The report paints a grim picture of the deteriorating state of China’s marine environment. The main culprits for this demise are “environmental pollution, human destruction and over extraction of resources” according to the government report.
Over half of the 445 major pollution discharge points along coastlines failed environmental requirements, greatly compromising water quality.
The main pollutants found were inorganic nitrogen and phosphates used in fertilisers and oil and chemical waste from industry.
Although China’s air toxic air quality keeps making the headlines, water pollution is just as urgent a problem. One-fifth of the country’s rivers are toxic, while two-fifths are classified as seriously polluted.
These fetid waters are now threatening ocean ecosystems. More than half the rivers flowing into the sea monitored by the State Oceanic Administration even failed to meet Class V standard (“seriously polluted”) — pouring 17.6 million tonnes of pollutants into the sea, a 5% increase from 2013.
Algal blooms are also on the rise. Both the number and severity of algae outbreaks have grown since 2013, according to the report. The “green tide” over the Yellow Sea this summer was the largest in five years. Algae sucks oxygen from water suffocating marine life. This phenomenon has become an annual occurrence in the region over the past six summers, causing growing alarm.
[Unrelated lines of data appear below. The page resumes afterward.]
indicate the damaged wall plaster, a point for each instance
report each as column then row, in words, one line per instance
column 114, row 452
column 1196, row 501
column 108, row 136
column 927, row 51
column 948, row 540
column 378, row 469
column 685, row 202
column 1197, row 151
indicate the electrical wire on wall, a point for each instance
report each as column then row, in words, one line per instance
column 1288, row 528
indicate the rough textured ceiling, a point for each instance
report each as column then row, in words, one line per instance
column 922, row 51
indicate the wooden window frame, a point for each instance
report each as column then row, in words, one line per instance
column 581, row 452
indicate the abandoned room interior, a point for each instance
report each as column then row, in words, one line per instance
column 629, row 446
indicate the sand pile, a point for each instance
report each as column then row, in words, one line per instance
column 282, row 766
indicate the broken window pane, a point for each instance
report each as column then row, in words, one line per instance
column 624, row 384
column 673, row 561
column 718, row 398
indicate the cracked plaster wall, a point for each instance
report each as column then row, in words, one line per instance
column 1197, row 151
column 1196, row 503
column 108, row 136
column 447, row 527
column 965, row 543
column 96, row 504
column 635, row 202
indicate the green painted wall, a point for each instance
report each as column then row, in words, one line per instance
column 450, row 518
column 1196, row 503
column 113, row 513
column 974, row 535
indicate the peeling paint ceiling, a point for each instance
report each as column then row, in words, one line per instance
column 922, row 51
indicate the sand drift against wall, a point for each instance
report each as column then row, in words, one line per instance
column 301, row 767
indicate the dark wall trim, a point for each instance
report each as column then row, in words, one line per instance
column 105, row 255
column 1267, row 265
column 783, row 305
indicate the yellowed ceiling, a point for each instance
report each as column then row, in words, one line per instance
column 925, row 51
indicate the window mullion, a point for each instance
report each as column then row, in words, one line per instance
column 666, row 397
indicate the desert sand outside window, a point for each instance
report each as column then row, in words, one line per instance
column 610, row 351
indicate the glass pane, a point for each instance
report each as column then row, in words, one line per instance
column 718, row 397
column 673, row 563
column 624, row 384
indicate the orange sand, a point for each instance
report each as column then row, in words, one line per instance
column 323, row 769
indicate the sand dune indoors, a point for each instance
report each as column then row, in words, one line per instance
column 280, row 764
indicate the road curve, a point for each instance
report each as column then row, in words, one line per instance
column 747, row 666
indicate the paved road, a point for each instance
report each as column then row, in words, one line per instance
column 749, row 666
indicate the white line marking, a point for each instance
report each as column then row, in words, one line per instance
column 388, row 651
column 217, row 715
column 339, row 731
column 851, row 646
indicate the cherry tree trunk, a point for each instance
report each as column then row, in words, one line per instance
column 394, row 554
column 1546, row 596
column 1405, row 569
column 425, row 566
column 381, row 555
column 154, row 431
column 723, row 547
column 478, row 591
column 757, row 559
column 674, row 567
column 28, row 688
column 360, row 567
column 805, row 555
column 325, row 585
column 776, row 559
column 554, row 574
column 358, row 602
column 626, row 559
The situation in Bohai Bay, where a massive oil spill caused an environmental disaster in 2011, is apparently improving, but the ecological damage lingers on. The bay also suffers from growing problems of salt water intrusion and coastal erosion.
As a result of the degradation of China’s coastal waters, some species of fish in the East China Sea are on the brink of extinction – mangrove swamps have declined 73% and wetlands by 57% since the 1950s.
A summary of the full report is available on the State Oceanic Administration website in Chinese.